Renforcer le blocage des sites pornographiques pour les mineurs
Fin 2021, l'Arcom (ex-CSA) avait mis en demeure cinq sites pornographiques qui n'avaient pas mis en place un système robuste de vérification de l'âge de leurs visiteurs en France. Une infraction à une loi de 2020 visant à bloquer l'accès à ces sites pour les enfants et adolescents. Un an et demi plus tard, l'affaire est toujours entre les mains de la justice : les sites pornographiques ont multiplié les recours pour échapper aux poursuites.
Le ministère du Numérique propose donc de simplifier la procédure de sanctions contre les sites récalcitrants. Si la loi est adoptée, l'Arcom n'aura plus besoin d'un constat d'huissier avant de notifier une plateforme pornographique hors de clous. Il n'aura pas non plus besoin de passer par un juge pour en obtenir le blocage. Ce dernier pourra être ordonné directement auprès des fournisseurs d'accès à Internet, qui auront 48 heures pour se conformer, et des moteurs de recherche (5 jours de délai).
Renforcer la lutte contre les contenus pédopornographiques
Les hébergeurs seront passibles d'une amende pouvant aller jusqu'à 4% de leur chiffre d'affaires annuel s'ils ne retirent pas sous 24 heures les contenus pédopornographiques qui leur auront été signalés par la police et la gendarmerie. Les personnes physiques risquent, elles, un an de prison de 250.000 euros d'amendes. «L'année dernière, 74.000 demandes de retrait de contenus pédopornographiques ont été adressées aux hébergeurs», rappelle le ministre.
Bloquer les médias de propagande sur Internet
Le projet de loi donne à l'Arcom le pouvoir de demander l'arrêt de la diffusion sur les plateformes numériques de médias qui auront été interdits à l'échelle européenne pour propagande ou ingérence étrangère. Cette disposition fait suite à la stratégie déployée par les médias russes RT et Sputnik pour continuer à toucher un public francophone en dépit de leur interdiction : ces chaînes s'étaient tournées vers les plateformes vidéos américaines Odysee et Rumble.

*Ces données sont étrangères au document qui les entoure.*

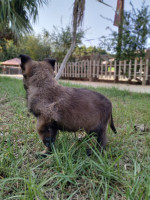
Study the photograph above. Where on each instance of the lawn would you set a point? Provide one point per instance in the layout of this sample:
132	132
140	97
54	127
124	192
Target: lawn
122	172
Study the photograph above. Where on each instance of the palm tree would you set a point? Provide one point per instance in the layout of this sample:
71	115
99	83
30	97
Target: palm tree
78	14
15	16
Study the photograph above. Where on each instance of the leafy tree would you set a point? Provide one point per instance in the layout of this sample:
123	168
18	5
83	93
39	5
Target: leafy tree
61	39
16	15
15	19
78	14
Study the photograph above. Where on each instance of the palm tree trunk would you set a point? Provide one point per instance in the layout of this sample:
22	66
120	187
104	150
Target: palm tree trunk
78	13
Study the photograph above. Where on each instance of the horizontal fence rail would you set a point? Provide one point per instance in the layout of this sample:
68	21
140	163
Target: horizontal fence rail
138	69
107	70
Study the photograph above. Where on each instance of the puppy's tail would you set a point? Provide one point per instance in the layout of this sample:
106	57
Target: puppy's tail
112	125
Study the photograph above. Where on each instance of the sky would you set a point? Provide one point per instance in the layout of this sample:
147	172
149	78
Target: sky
59	12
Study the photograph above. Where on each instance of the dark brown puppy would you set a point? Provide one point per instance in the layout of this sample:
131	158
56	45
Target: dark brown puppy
61	108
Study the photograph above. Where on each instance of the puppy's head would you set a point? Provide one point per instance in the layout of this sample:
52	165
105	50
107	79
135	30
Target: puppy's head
31	68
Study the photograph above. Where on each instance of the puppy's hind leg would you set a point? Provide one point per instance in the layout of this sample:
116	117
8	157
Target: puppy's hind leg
47	134
102	137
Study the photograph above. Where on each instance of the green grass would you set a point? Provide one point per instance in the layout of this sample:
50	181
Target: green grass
123	172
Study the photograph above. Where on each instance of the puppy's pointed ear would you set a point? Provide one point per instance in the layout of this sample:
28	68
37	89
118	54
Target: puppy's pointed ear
51	61
24	60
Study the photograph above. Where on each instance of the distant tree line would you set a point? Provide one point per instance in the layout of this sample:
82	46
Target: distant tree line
48	44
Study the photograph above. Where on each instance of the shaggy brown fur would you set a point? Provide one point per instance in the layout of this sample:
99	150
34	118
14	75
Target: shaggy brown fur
61	108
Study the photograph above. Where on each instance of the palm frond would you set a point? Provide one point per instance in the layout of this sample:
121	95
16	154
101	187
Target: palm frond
101	1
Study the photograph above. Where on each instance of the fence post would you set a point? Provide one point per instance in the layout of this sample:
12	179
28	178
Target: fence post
115	69
145	76
90	74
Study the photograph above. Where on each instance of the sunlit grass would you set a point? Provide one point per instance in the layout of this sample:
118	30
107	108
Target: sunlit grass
122	172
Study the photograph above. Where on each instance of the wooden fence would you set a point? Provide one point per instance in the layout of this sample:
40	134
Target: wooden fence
107	70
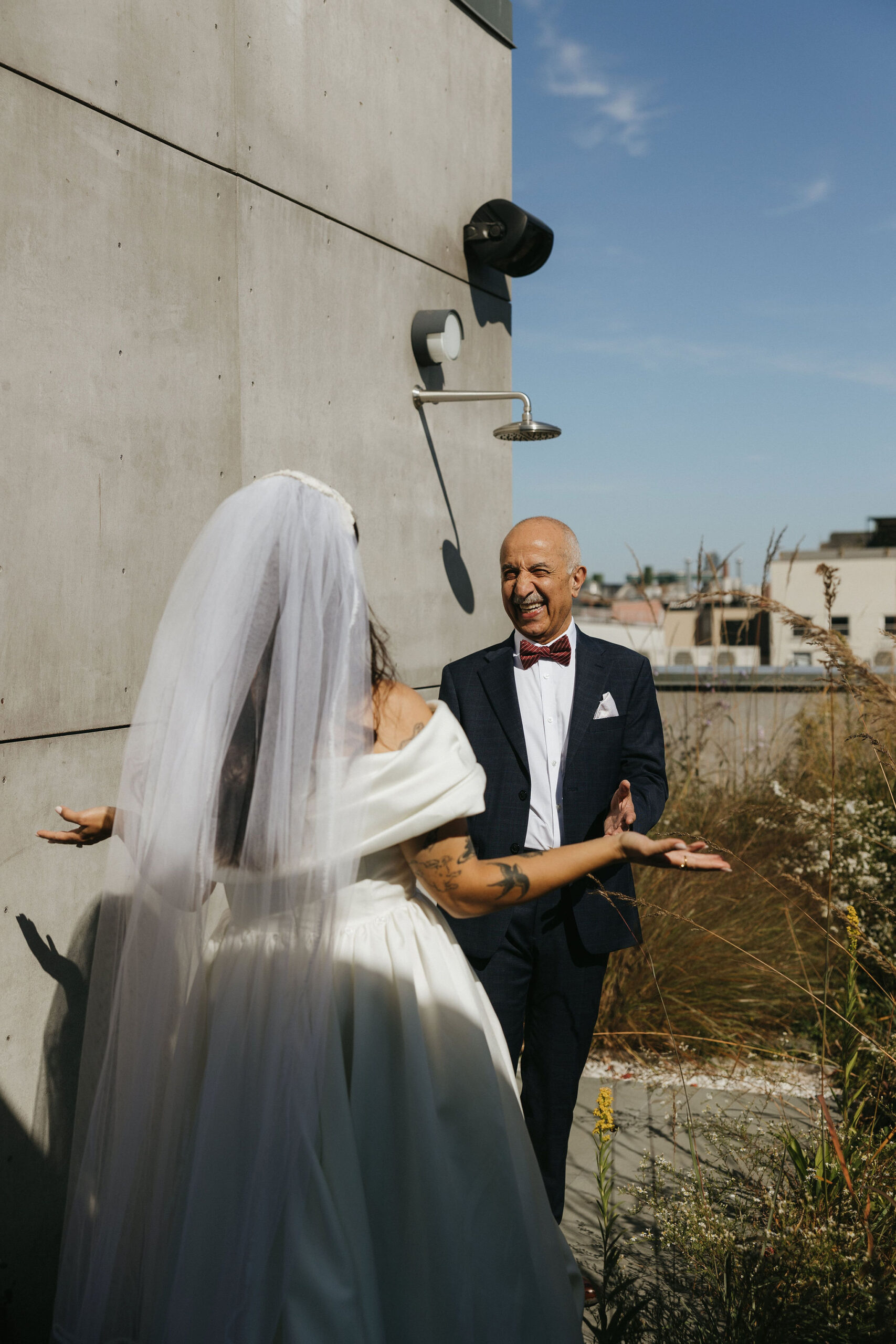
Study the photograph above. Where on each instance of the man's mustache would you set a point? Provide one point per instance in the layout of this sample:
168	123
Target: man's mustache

Renforcer le contrôle des locations touristiques illégales
Le projet de loi vise à créer une base de données nationale des meublés de tourisme afin d'aider les collectivités à mieux repérer les propriétaires qui dépassent le seuil des 120 nuitées par an. Cette base de données centralisera les informations détenues par les grandes plateformes du secteur, comme Airbnb, Booking ou Abritel.
Lutter contre les abus commerciaux dans le secteur du cloud
En anticipation du Data Act européen, qui n'entrera pas en vigueur avant 2026, la France souhaite agir contre les pratiques anticoncurrentielles dans le secteur du cloud. Le projet de loi entend interdire les lourds frais de transferts que les grands acteurs du secteur appliquent quand leurs clients professionnels souhaitent passer à la concurrence - et qui les dissuadent bien souvent de le faire. Le texte veut aussi encadrer la pratique, très répandue, de la distribution de «crédits cloud» gratuits auprès des start-up, en la limitant dans le temps. «Cette mesure permettra aux entreprises françaises de changer beaucoup plus facilement de fournisseurs de cloud en faisant jouer la concurrence», décrypte Jean-Noël Barrot.